UPDATED 10:58 EDT / MAY 31 2011

Intel Announces Launch of Laptop-tablet Hybrid Line the ‘Ultrabook’ and Android Optimized Medfield

asus-110531 Intel executives have outlined designs for a new class of laptops that sport an ultra thin, low-power design at the Computex tradeshow in Taiwan. These new laptops, dubbed “ultrabooks” will combine a sleek, lightweight design (reminiscent of Macbooks) with the sheer power of a new Intel 22nm chip process called Ivy Bridge. According to Executive Vice President Sean Maloney, the new devices will combine “tablet-like features” with a “thin, light and elegant design.”

“Sandy Bridge [the codename for the Core iX design launched in January] is the first step in reinventing the PC,” Maloney explains. “The second step is Ivy Bridge, which is built on our industry-leading 22-nanometer process. The third step is Haswell in 2013. We will double the battery life.”

This move might be what Intel intends to use in order to oppose the rise of Chromebooks, but we’ll have to see how they manage to stack up against both Google and Apple when the market comes to bear. According to Maloney, he expects that Ultrabooks will dominate over 40% of the market by 2012. Among the first of these products, Intel presented the Asus UX21.

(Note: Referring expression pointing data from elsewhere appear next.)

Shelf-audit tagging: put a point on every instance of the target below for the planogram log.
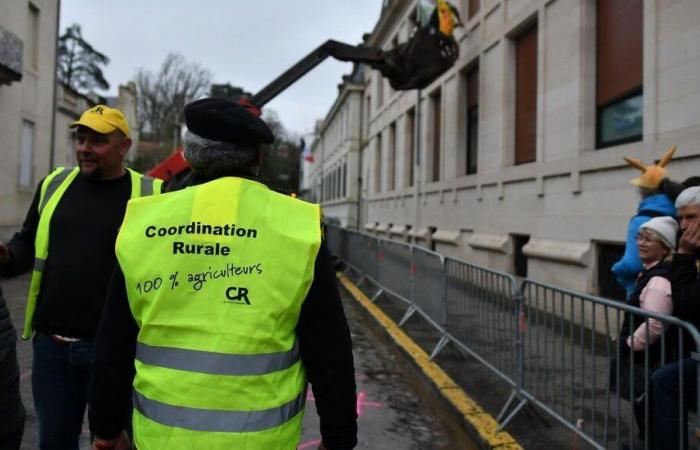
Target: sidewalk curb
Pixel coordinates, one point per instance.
(480, 424)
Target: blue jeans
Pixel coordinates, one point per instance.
(60, 383)
(669, 425)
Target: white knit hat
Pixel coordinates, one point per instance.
(665, 227)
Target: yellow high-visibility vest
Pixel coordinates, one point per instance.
(52, 190)
(216, 275)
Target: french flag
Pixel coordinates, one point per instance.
(306, 151)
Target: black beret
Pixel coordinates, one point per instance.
(224, 120)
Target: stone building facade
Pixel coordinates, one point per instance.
(27, 79)
(332, 179)
(513, 158)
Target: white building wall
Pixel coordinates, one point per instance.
(573, 196)
(30, 99)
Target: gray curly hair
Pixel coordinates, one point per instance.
(215, 158)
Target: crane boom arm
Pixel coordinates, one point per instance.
(338, 50)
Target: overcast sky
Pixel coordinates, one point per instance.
(244, 42)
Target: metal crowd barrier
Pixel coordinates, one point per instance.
(557, 349)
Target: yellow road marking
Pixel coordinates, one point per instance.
(473, 414)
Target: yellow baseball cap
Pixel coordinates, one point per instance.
(103, 119)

According to an article running in Phandroid, Intel is also moving the Atom market along to an Android 3 platform,

However, it wasn’t Chrome OS running on an Ultrabook that excited us about Intel’s Computex appearance, it was their showing of “Medfield”- their phone and tablet platform that was seen running Android 3 with promises of products hitting the market in the first half of 2012. We haven’t seen video footage as of yet, but we’re eager for Intel to enter the field as they’re virtually a non-factor on the current mobile landscape. Whether or not Ultrabooks will incorporate Android or Chrome OS is anybody’s guess, but we’re happy to see Intel picking up the pace in their diversification efforts.

We’ve seen this coming for a while now, Intel has been looking at the iPad and gearing up to counteract Apple and ARM the only way they know how: by designing new chips. While they have the intent of generating a new line of the Atom platform code-named Cedar Trail and another chip line called Medfield, which Maloney describes as “Intel’s first purpose-built 32nm platform for smartphones and tablets.”

Much of the information Phandroid is working from comes from a Guardian article on the subject. The Android angle comes from Maloney’s statement about Medfield’s direction, “It’s optimised for tablets and phones running Google’s Android [operating system] initially, so we’ll see.”

The intent of the new line of chips isn’t just to tighten the overall computational prowess of the chip in order to stack Intel up in the market, but to also lower power consumption. New netbooks and ultrabooks will need as much standby power as possible to compete in the mobile market as ultra-portables (some smartphones can last over a day without recharging and we like to leave those on.)

Intel intends to greatly accelerate their race to smaller and tighter nanometer processes over the next few years, rapidly moving from 32nm through 22nm to 14nm before 2015. With each reduction in process size they hope to increase performance and efficiency and thus extend battery life.